Turning each string into a string-number-string tuple and then sorting this list of tuples, as suggested in another answer, will fail in some of your cases, since you apparently will have strings with multiple numbers appearing.

The other problem is correctness. Specifically, if the algorithm you described will ever permit A > B > ... > A, then your sort will be non-deterministic. In your case, I fear that it might, though I can't prove it. Consider some parsing cases such as:

  aa 0 aa
  aa 23aa
  aa 2a3aa
  aa 113aa
  aa 113 aa
  a 1-2 a
  a 13 a
  a 12 a
  a 2-3 a
  a 21 a
  a 2.3 a

Answer 10

Interesting little challenge, I enjoyed solving it.

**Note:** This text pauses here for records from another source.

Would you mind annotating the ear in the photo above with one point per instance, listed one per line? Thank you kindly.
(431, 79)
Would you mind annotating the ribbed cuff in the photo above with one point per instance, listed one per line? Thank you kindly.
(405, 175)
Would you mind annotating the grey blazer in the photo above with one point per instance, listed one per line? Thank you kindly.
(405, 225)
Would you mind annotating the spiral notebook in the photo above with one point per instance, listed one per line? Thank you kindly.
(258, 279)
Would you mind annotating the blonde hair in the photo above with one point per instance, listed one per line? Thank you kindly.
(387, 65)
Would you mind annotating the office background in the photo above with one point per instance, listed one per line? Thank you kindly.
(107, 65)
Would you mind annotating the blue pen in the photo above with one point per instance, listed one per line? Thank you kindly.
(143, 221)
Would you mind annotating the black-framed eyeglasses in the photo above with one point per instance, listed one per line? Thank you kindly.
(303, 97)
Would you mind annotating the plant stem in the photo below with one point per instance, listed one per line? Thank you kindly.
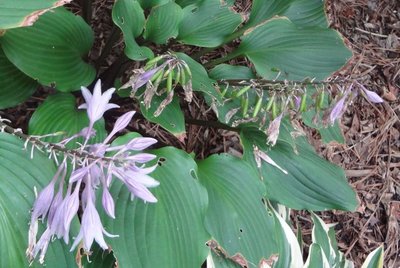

Here is my take at the problem:

String[] strs =
{
  "eee 5 ddd jpeg2001 eee",
  "eee 123 ddd jpeg2000 eee",
  "ddd",
  "aaa 5 yy 6",
  "ccc 555",
  "bbb 3 ccc",
  "bbb 9 a",
  "",
  "eee 4 ddd jpeg2001 eee",
  "ccc 11",
  "bbb 12 ccc",
  "aaa 5 yy 22",
  "aaa",
  "eee 3 ddd jpeg2000 eee",
  "ccc 5",
};

Pattern splitter = Pattern.compile("(\\d+|\\D+)");

public class InternalNumberComparator implements Comparator
{
  public int compare(Object o1, Object o2)
  {
    // I deliberately use the Java 1.4 syntax, 
    // all this can be improved with 1.5's generics
    String s1 = (String)o1, s2 = (String)o2;
    // We split each string as runs of number/non-number strings
    ArrayList sa1 = split(s1);
    ArrayList sa2 = split(s2);
    // Nothing or different structure
    if (sa1.size() == 0 || sa1.size() != sa2.size())
    {
      // Just compare the original strings
      return s1.compareTo(s2);
    }
    int i = 0;
    String si1 = "";
    String si2 = "";
    // Compare beginning of string
    for (; i < sa1.size(); i++)
    {
      si1 = (String)sa1.get(i);
      si2 = (String)sa2.get(i);
      if (!si1.equals(si2))
        break;  // Until we find a difference
    }
    // No difference found?
    if (i == sa1.size())
      return 0; // Same strings!

    // Try to convert the different run of characters to number
    int val1, val2;
    try
    {
      val1 = Integer.parseInt(si1);
      val2 = Integer.parseInt(si2);
    }
    catch (NumberFormatException e)
    {
      return s1.compareTo(s2);  // Strings differ on a non-number
    }

    // Compare remainder of string
    for (i++; i < sa1.size(); i++)
    {
      si1 = (String)sa1.get(i);
      si2 = (String)sa2.get(i);
      if (!si1.equals(si2))
      {
        return s1.compareTo(s2);  // Strings differ
      }
    }

    // Here, the strings differ only on a number
    return val1 < val2 ? -1 : 1;
  }

  ArrayList split(String s)
  {
    ArrayList r = new ArrayList();
    Matcher matcher = splitter.matcher(s);
    while (matcher.find())
    {
      String m = matcher.group(1);
      r.add(m);
    }
    return r;
  }
}

Arrays.sort(strs, new InternalNumberComparator());

This algorithm need much more testing, but it seems to behave rather nicely.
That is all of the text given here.